Several quantitative models for the prediction of aqueous solubility of organic compounds were developed based on a diverse dataset with 2084 compounds by using multi-linear regression analysis and backpropagation neural networks. The compounds were described by two different structure representation methods: (1) with 18 topological descriptors; and (2) with 32 radial distribution function codes representing the 3D structure of a molecule and eight additional descriptors. The dataset was divided into a training and a test set based on Kohonen's self-organizing neural network. Good prediction results were obtained for backpropagation neural network models: with 18 topological descriptors, for the 936 compounds in the test set, a correlation coefficient of 0.92, and a standard deviation of 0.62 were achieved; with 3D descriptors, for the 866 compounds in the test set, a correlation coefficient of 0.90, and a standard deviation of 0.73 were achieved.
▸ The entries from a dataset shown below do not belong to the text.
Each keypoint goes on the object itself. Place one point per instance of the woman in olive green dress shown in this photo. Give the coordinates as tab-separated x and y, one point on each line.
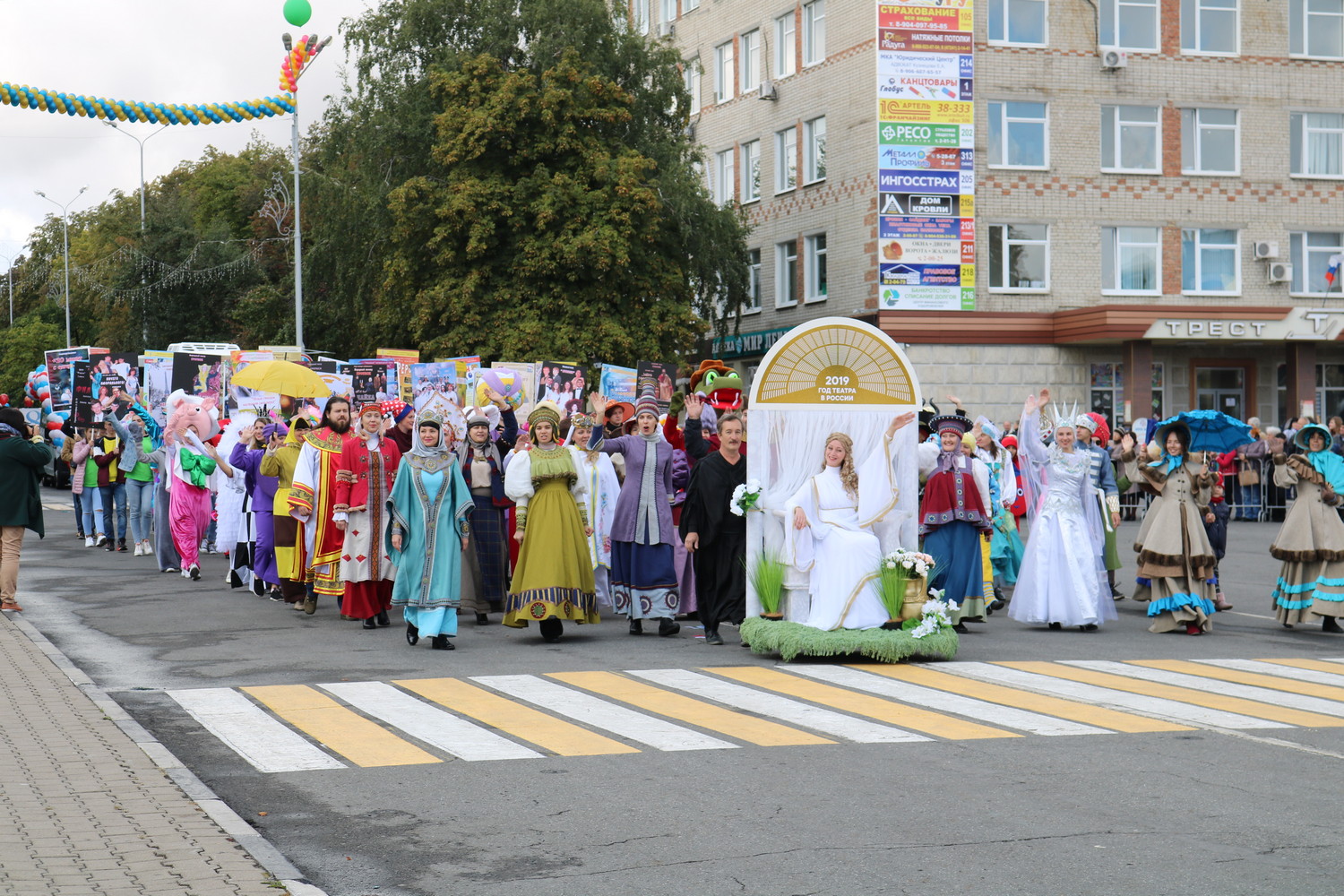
553	579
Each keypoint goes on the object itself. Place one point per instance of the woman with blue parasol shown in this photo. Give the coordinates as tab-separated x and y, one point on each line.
1311	541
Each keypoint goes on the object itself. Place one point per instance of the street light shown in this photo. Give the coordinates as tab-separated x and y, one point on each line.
142	142
65	233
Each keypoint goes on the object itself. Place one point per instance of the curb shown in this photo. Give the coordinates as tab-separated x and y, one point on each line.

The models were also tested by using another dataset, and the relationship of the two datasets was examined by Kohonen's self-organizing neural network.
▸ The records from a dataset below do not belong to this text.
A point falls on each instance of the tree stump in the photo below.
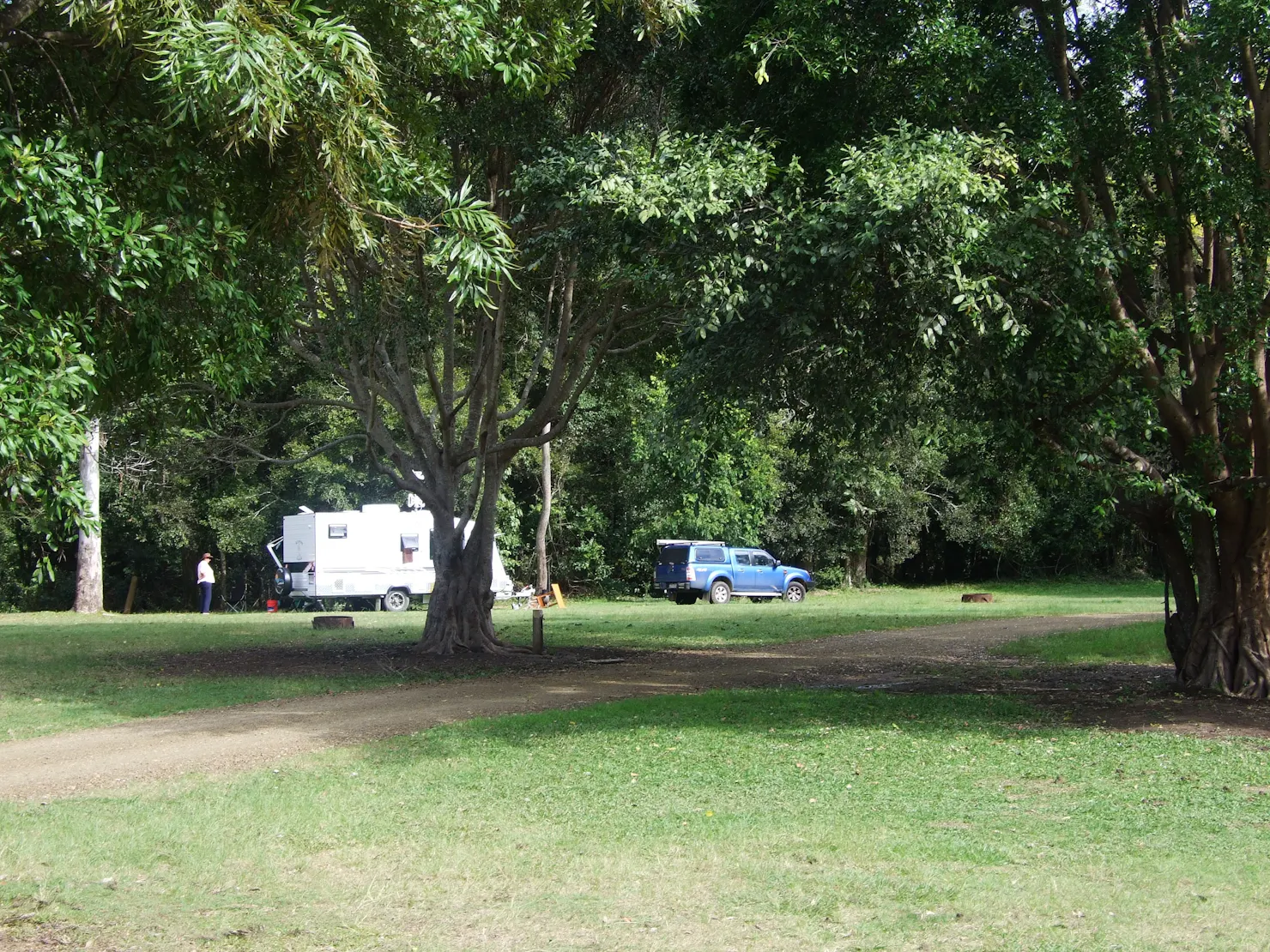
(333, 621)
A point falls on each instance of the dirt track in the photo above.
(251, 735)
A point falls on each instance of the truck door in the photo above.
(766, 578)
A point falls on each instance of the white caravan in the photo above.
(378, 551)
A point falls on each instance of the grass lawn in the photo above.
(1135, 644)
(61, 672)
(757, 820)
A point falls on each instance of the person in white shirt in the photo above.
(206, 578)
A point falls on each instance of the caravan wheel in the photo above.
(396, 600)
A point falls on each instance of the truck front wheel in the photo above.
(796, 592)
(396, 600)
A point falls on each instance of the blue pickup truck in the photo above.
(692, 569)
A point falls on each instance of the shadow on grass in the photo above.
(777, 714)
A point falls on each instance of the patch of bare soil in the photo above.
(396, 658)
(945, 658)
(1116, 697)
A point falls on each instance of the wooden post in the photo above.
(132, 594)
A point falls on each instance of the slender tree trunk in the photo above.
(540, 544)
(1228, 649)
(857, 568)
(540, 539)
(89, 595)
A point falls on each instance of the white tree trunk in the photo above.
(89, 597)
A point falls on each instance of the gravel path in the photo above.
(253, 735)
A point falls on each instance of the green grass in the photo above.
(759, 820)
(63, 672)
(1133, 644)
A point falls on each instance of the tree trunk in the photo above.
(89, 595)
(1228, 644)
(460, 607)
(857, 569)
(540, 539)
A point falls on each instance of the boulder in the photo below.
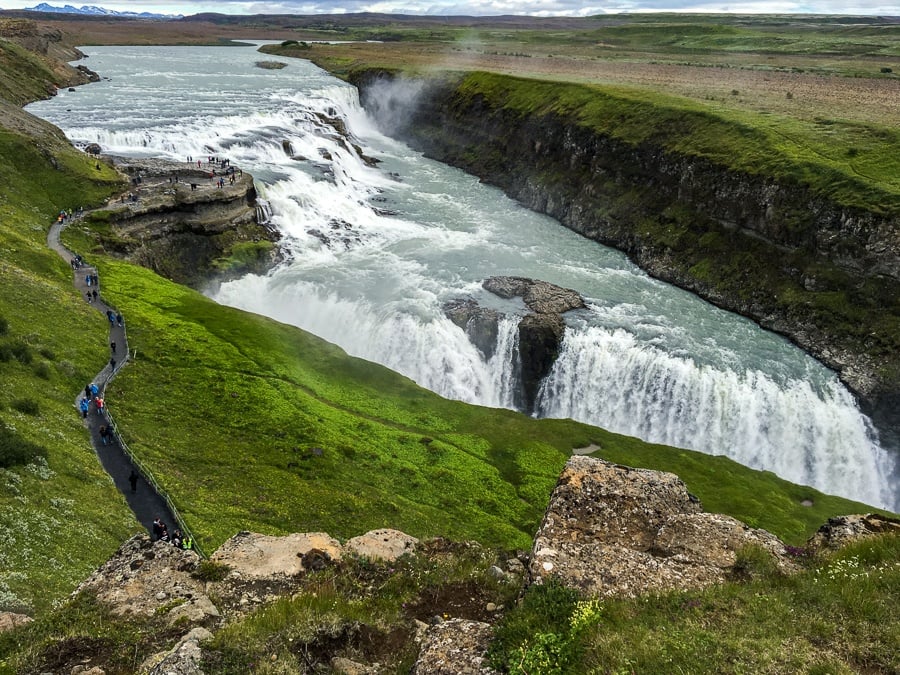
(612, 530)
(10, 620)
(480, 324)
(843, 530)
(185, 657)
(383, 544)
(454, 647)
(260, 556)
(146, 578)
(540, 296)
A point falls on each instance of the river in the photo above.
(374, 251)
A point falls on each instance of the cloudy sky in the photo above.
(483, 7)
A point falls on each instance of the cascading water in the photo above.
(374, 252)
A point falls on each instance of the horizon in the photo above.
(483, 8)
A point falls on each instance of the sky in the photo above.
(483, 7)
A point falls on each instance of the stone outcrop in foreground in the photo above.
(611, 530)
(175, 220)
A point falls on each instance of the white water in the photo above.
(376, 251)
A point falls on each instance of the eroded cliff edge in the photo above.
(824, 274)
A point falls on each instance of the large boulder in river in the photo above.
(612, 530)
(479, 323)
(540, 296)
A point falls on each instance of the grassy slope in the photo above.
(60, 520)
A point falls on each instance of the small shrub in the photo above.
(15, 450)
(27, 406)
(535, 631)
(22, 352)
(211, 571)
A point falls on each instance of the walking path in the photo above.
(145, 501)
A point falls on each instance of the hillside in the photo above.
(254, 425)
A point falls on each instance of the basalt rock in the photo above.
(454, 647)
(843, 530)
(611, 530)
(479, 323)
(541, 332)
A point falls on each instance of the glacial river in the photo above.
(374, 252)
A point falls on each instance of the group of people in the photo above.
(177, 539)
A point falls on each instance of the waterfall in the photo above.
(375, 250)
通过使用多元线性回归分析和反向传播神经网络,基于包含2084种化合物的多样化数据集,开发了几种用于预测有机化合物水溶性的定量模型。这些化合物通过两种不同的结构表示方法进行描述:(1)使用18个拓扑描述符;(2)使用32个表示分子三维结构的径向分布函数代码和八个附加描述符。基于Kohonen自组织神经网络将数据集分为训练集和测试集。反向传播神经网络模型获得了良好的预测结果:使用18个拓扑描述符时,对于测试集中的936种化合物,相关系数为0.92,标准差为0.62;使用三维描述符时,对于测试集中的866种化合物,相关系数为0.90,标准差为0.73。还使用另一个数据集对模型进行了测试,并通过Kohonen自组织神经网络检查了两个数据集之间的关系。